旧制度のA生命保険に控除3万円分加入していて、新たに新制度でB生命保険を控除2万円分加入した場合は、同種になるので、一般生命保険料控除については新制度を利用しないとB生命保険は適用できませんので、新制度の最大である4万円が適用となります。
たとえばこれが、A保険に控除5万円分加入していたなら、選択適用ですからB保険を捨ててA保険を旧制度適用し、5万円分控除することができます。ややこしいですね。

       

旧制度適用の保険を見直しした場合

これは見直し方によって対応が変わります。

新制度になってしまう場合

主契約の更新、保障性特約の更新、保障性特約の中途付加、契約全体に係る契約転換が行われた場合、見直し後は主契約を含めた契約全体が新制度適用の保険となる(その年は月割で新旧混ぜこぜ)。
注)現実はすべてがこの通りではありません!しかし、FP試験上ではこの認識でいないと減点となります。きんざいの認識として理解しておきましょう

そのまま旧制度が適用

  • リビングニーズ特約、指定代理請求特約、保険料払込免除特約等の保障性のない中途付加や更新
  • 災害割増特約、傷害特約などの、保険料控除対象外特約の中途付加や更新
  • 失効契約の復活
  • 契約の名義変更
  • 保険の減額

参考:国税庁HP,No.1140生命保険料控除

       

それでは過去問を解いてみましょう。2019年1月試験 学科 問11

2021年分の所得税における生命保険料控除に関する次の記述のうち、最も適切なものはどれか。なお、2012年1月1日以後に締結した保険契約等に基づく生命保険料控除を構成する各控除を「新生命保険料控除」「介護医療保険料控除」「新個人年金保険料控除」とし、2011年12月31日以前に締結した保険契約等に基づく生命保険料控除を構成する各控除を「旧生命保険料控除」「旧個人年金保険料控除」とする。

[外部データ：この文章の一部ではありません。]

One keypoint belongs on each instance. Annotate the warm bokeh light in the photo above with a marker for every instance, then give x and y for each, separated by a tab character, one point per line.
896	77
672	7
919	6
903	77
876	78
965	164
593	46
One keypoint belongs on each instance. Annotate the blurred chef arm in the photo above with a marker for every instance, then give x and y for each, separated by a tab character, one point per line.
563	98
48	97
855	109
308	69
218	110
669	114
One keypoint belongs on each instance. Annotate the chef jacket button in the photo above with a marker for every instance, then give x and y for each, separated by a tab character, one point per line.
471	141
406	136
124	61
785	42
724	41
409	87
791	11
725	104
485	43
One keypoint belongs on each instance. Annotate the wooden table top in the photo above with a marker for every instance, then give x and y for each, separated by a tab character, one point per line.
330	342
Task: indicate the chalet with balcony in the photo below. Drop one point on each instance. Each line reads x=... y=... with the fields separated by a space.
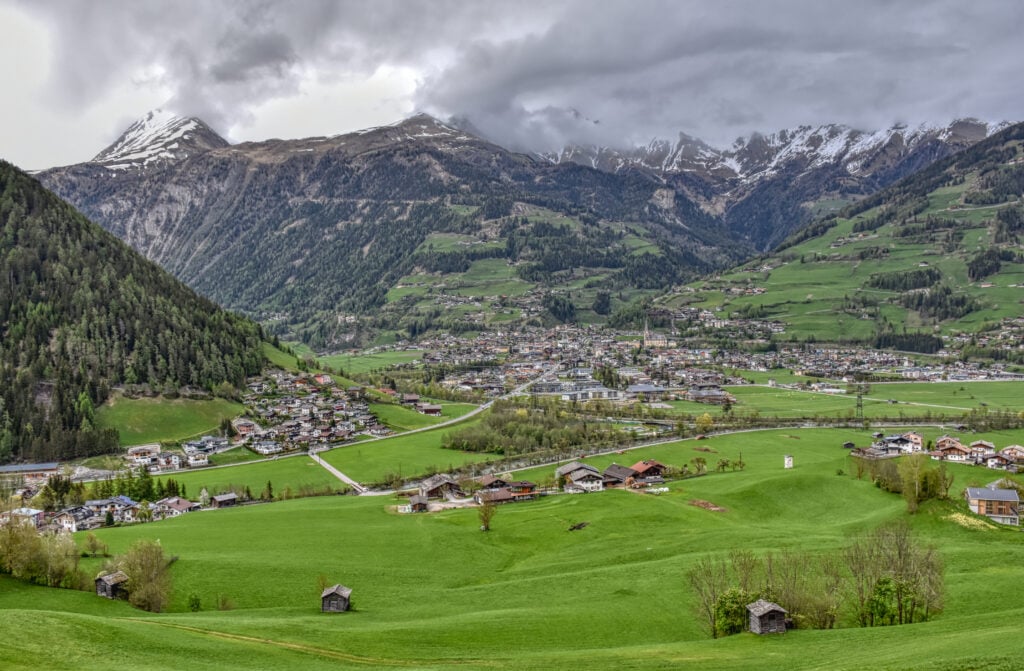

  1. 旧生命保険料控除の対象となる終身保険の保険料について、2021年中に当該契約の契約者を変更した場合、変更後の保険料は新生命保険料控除の対象となる。
  2. 旧生命保険料控除の対象となる終身保険の保険料について、2021年中に当該契約に指定代理請求特約を中途付加した場合、中途付加後の保険料は新生命保険料控除の対象となる。
  3. 新生命保険料控除額が2万円、旧生命保険料控除額が3万円である場合、生命保険料控除の最大控除額は5万円となる。
  4. 新生命保険料控除額が4万円、介護医療保険料控除額が2万円、新個人年金保険料控除額が4万円、旧個人年金保険料控除額が5万円である場合、生命保険料控除の最大控除額は11万円となる。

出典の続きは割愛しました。